Hace poco, mi hija se separó y se mudó con su bebé a nuestro pequeño piso. La verdad, no es que tengamos mucho espacio, pero aquí estamos, apretados pero contentos. Pensé que, mientras está de baja maternal, podría pasar un tiempo en casa de mi madre, pero ahora eso es imposible: mi madre, con sus 68 años recién cumplidos, se ha casado y vive con su nuevo marido.
Cuando me llamó para anunciarme que iba a dar el sí quiero, al principio creí que era una broma. ¡68 años! Pero no, iba en serio. Mi madre llevaba décadas viuda su primer esposo falleció hace 20 años. Yo tenía 35 cuando me independicé, y ahora vivo en la ciudad con mi marido y los niños. La visito un par de veces al mes, más en Navidad y otras fiestas.
Por suerte, mi madre está en plena forma y se maneja sola en casa. Mi marido y yo vamos cuando necesita ayuda con el huerto o leña para el invierno, pero lo demás lo lleva ella como una campeona.
Hasta que decidió traerse un marido a casa. ¡Vamos, qué desfachatez! No tenía por qué hacernos esto. El novio es un viejo conocido, un compañero de juventud con quien retomó el contacto hace unos años. Se casaron por lo civil a principios de julio, con una celebración íntima en un restaurante, solo para familiares cercanos.
Ni mi marido ni yo fuimos. ¡Qué vergüenza! ¿Para qué necesitaba casarse a su edad? Podía seguir tan feliz sin papeles. Me opuse rotundamente a ese matrimonio y aún no lo supero. Mi madre tiene una casa grande, donde ahora viven juntos.
Su nuevo esposo no tiene un duro, solo tres hijos y un montón de nietos. ¿Por qué lo hizo? ¿Cómo pudo jugarnos esta mala pasada? Ahora, al estar legalmente casados, él podría reclamar parte de la herencia. Y nosotros aquí, en un piso minúsculo, apretando los codos.
Mi hija, recién separada, vive con nosotros y su bebé. Le echo una mano con el peque. Mi hijo, por suerte, vive con su novia en un piso de alquiler. Había imaginado que mi hija podría quedarse un tiempo en casa de mi madre, pero esa opción se esfumó: mi madre ha empezado una nueva vida.

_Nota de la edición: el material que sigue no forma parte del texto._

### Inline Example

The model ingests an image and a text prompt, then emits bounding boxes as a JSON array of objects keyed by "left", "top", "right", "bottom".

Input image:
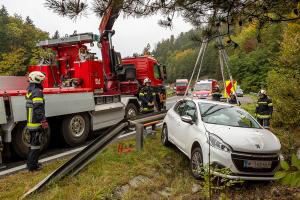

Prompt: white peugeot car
[{"left": 161, "top": 99, "right": 281, "bottom": 180}]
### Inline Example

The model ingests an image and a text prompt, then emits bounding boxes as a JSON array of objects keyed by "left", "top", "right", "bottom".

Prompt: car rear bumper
[
  {"left": 212, "top": 171, "right": 277, "bottom": 181},
  {"left": 203, "top": 144, "right": 279, "bottom": 180}
]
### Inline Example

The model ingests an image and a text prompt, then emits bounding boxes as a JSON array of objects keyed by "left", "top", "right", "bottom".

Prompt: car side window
[
  {"left": 174, "top": 101, "right": 186, "bottom": 116},
  {"left": 183, "top": 101, "right": 197, "bottom": 122}
]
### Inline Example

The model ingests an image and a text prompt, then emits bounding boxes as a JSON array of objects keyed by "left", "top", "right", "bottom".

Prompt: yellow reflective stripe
[
  {"left": 26, "top": 92, "right": 32, "bottom": 98},
  {"left": 32, "top": 97, "right": 44, "bottom": 102},
  {"left": 27, "top": 123, "right": 41, "bottom": 128},
  {"left": 27, "top": 108, "right": 32, "bottom": 123},
  {"left": 256, "top": 114, "right": 271, "bottom": 119}
]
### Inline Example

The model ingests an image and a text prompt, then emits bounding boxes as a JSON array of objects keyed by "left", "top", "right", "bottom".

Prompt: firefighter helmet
[
  {"left": 144, "top": 78, "right": 151, "bottom": 85},
  {"left": 260, "top": 90, "right": 267, "bottom": 95},
  {"left": 28, "top": 71, "right": 46, "bottom": 83}
]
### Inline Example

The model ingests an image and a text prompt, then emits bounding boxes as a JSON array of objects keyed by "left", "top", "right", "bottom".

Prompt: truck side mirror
[{"left": 163, "top": 65, "right": 168, "bottom": 80}]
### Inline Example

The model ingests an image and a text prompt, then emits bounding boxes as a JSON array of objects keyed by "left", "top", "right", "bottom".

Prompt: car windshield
[
  {"left": 199, "top": 103, "right": 260, "bottom": 128},
  {"left": 176, "top": 82, "right": 187, "bottom": 86},
  {"left": 194, "top": 83, "right": 212, "bottom": 91}
]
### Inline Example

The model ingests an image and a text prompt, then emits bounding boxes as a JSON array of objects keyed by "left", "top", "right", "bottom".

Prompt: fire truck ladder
[{"left": 22, "top": 112, "right": 165, "bottom": 199}]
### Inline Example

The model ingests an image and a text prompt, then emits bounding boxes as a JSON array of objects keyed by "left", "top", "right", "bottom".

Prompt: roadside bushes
[{"left": 267, "top": 22, "right": 300, "bottom": 129}]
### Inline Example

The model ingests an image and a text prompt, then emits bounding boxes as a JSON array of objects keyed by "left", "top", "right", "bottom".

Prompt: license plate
[{"left": 244, "top": 160, "right": 272, "bottom": 169}]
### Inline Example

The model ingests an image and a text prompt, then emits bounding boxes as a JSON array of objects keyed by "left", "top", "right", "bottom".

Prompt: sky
[{"left": 0, "top": 0, "right": 192, "bottom": 57}]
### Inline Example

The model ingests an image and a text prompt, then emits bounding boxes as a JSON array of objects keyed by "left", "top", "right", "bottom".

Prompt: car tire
[
  {"left": 62, "top": 113, "right": 90, "bottom": 147},
  {"left": 160, "top": 124, "right": 170, "bottom": 146},
  {"left": 190, "top": 147, "right": 204, "bottom": 180},
  {"left": 125, "top": 103, "right": 138, "bottom": 119},
  {"left": 12, "top": 122, "right": 51, "bottom": 158}
]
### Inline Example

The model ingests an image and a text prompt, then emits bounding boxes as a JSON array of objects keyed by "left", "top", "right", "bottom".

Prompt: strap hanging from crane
[
  {"left": 184, "top": 38, "right": 208, "bottom": 97},
  {"left": 217, "top": 27, "right": 239, "bottom": 104}
]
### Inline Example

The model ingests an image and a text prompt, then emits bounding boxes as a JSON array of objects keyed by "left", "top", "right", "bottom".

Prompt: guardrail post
[{"left": 135, "top": 123, "right": 144, "bottom": 151}]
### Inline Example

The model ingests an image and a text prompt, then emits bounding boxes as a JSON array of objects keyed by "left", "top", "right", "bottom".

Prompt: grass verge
[{"left": 0, "top": 132, "right": 300, "bottom": 200}]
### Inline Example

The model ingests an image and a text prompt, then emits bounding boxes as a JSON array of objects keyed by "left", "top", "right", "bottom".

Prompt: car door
[
  {"left": 167, "top": 100, "right": 186, "bottom": 146},
  {"left": 175, "top": 100, "right": 199, "bottom": 154}
]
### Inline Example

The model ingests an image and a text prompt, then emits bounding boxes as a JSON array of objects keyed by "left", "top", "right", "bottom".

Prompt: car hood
[
  {"left": 193, "top": 91, "right": 210, "bottom": 94},
  {"left": 205, "top": 123, "right": 281, "bottom": 153}
]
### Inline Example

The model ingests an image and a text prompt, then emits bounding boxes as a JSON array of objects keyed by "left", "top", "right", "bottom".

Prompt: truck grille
[{"left": 231, "top": 152, "right": 280, "bottom": 172}]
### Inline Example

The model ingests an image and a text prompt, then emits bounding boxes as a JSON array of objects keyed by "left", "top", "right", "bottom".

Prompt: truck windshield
[
  {"left": 199, "top": 103, "right": 260, "bottom": 128},
  {"left": 194, "top": 83, "right": 212, "bottom": 91},
  {"left": 176, "top": 82, "right": 187, "bottom": 86},
  {"left": 154, "top": 64, "right": 162, "bottom": 79}
]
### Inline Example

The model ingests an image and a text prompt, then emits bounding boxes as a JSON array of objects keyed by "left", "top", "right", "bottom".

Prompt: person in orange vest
[
  {"left": 25, "top": 71, "right": 48, "bottom": 171},
  {"left": 211, "top": 85, "right": 222, "bottom": 101},
  {"left": 228, "top": 92, "right": 241, "bottom": 106},
  {"left": 255, "top": 90, "right": 273, "bottom": 128}
]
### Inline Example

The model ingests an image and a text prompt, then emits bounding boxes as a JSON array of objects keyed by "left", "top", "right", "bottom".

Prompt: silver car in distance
[{"left": 161, "top": 98, "right": 281, "bottom": 180}]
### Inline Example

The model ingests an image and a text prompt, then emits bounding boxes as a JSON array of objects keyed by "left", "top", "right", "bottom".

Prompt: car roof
[{"left": 183, "top": 97, "right": 233, "bottom": 106}]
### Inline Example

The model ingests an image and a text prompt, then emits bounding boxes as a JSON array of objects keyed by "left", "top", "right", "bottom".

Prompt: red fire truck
[{"left": 0, "top": 1, "right": 166, "bottom": 157}]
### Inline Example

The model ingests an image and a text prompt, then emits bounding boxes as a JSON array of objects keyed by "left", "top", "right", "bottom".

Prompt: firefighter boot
[{"left": 27, "top": 131, "right": 41, "bottom": 171}]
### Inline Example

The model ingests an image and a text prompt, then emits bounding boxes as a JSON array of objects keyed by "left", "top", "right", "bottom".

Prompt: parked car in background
[
  {"left": 161, "top": 98, "right": 281, "bottom": 180},
  {"left": 175, "top": 79, "right": 189, "bottom": 95}
]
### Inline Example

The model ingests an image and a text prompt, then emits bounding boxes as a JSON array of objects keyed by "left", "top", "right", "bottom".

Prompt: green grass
[{"left": 0, "top": 133, "right": 300, "bottom": 200}]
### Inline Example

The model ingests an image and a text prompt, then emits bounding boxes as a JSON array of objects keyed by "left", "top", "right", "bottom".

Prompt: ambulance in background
[
  {"left": 193, "top": 79, "right": 217, "bottom": 99},
  {"left": 175, "top": 79, "right": 189, "bottom": 96}
]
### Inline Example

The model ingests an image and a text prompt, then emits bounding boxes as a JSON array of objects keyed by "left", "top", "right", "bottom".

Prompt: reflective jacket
[
  {"left": 211, "top": 92, "right": 222, "bottom": 101},
  {"left": 25, "top": 83, "right": 46, "bottom": 130},
  {"left": 228, "top": 98, "right": 241, "bottom": 106},
  {"left": 139, "top": 86, "right": 155, "bottom": 112},
  {"left": 255, "top": 96, "right": 273, "bottom": 119}
]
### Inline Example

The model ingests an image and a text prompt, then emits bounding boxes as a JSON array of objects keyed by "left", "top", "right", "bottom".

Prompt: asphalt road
[{"left": 166, "top": 96, "right": 254, "bottom": 110}]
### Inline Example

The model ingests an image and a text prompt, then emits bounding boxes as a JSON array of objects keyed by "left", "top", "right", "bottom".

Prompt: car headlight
[{"left": 209, "top": 133, "right": 231, "bottom": 152}]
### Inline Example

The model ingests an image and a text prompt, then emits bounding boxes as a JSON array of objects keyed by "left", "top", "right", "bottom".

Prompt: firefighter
[
  {"left": 139, "top": 78, "right": 156, "bottom": 132},
  {"left": 211, "top": 85, "right": 222, "bottom": 101},
  {"left": 255, "top": 90, "right": 273, "bottom": 128},
  {"left": 228, "top": 92, "right": 241, "bottom": 106},
  {"left": 25, "top": 71, "right": 48, "bottom": 171}
]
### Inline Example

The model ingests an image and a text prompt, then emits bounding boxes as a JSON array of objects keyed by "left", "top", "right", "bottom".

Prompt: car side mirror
[{"left": 181, "top": 115, "right": 194, "bottom": 124}]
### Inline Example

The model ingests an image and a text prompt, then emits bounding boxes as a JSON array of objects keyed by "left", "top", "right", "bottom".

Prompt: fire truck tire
[
  {"left": 12, "top": 122, "right": 51, "bottom": 158},
  {"left": 125, "top": 103, "right": 138, "bottom": 119},
  {"left": 62, "top": 113, "right": 90, "bottom": 147}
]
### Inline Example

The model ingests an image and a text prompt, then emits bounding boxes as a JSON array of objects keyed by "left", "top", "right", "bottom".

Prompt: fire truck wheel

Pasamos semanas sin hablarnos. Hasta que mi tía, la hermana de mi madre, llamó desde el pueblo para darme un sermón. Dijo que nos estábamos portando fatal, que mi madre también tenía derecho a ser feliz. Que deberíamos alegrarnos por ella. Y eso de pensar en herencias con ella viva ¡qué mal gusto! Pero que alguien me entienda.
Puede que, en vez de heredar la casa de mi madre, nos toque lidiar con un suegro octogenario, sus problemas y su prole necesitada, que no dudará en reclamar su parte. Así que, claramente, la razón está de mi lado y mi madre es la que se ha equivocado.